Go to Reece’s Rainbow.  Look at all the caged birds.  Watch this documentary about Ukraine’s forgotten children (okay, okay, I know it’s long, but save it for slow night…knowledge is power).  We have to hear them singing, and we have to be willing to do something…anything. I have more good videos on my FAQ – The Heart.

But JUST LOOK at the difference a little love can make.  These photos come from one of my favorite blogs, called No Greater Joy Mom (her hubby has an awesome site called No Greater Joy Dad).  They are both worth your time, I promise.

This is Dusty, who weighed only 20 lbs when he came home and went right to the hospital for malnutrition. Only 10 months later, Dusty looked awesome at 30+ lbs.

This is Dusty, who weighed only 20 lbs when he came home and went right to the hospital for malnutrition. Only 10 months later, Dusty looked awesome at 30+ lbs.

Belle was adopted when she was 3, and little miss weighed only 15 lbs.  Thirteen months later, this beautiful soul was up to 26 lbs and filled up with love.

Belle was adopted when she was 3, and little miss weighed only 15 lbs. Thirteen months later, this beautiful soul was up to 26 lbs and filled up with love.

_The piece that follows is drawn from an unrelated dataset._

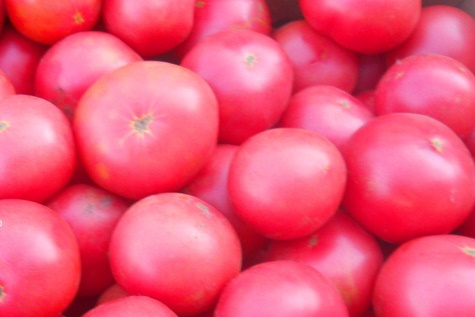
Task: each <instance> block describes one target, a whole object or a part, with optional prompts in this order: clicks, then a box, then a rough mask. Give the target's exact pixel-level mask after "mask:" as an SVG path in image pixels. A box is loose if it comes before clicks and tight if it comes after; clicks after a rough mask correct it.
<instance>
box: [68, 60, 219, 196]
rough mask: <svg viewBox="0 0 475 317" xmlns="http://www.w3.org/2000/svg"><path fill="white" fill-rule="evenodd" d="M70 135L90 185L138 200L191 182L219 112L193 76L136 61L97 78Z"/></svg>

You can also watch a SHORT clip about the Cox family, who brought home Mia home from Ukraine in 2011.

These children aren’t worthless.  They deserve to claim and name the sky just like any other child. To dream, to laugh, to love.  But we have to believe that.  Really believe that.  We have to be willing to do something about it.

But a caged bird stands on the grave of dreams his shadow shouts on a nightmare scream his wings are clipped and his feet are tied so he opens his throat to sing.

The caged bird sings with a fearful trill of things unknown but longed for still and his tune is heard on the distant hill for the caged bird sings of freedom.

Keep singing little man.  Mama hears you.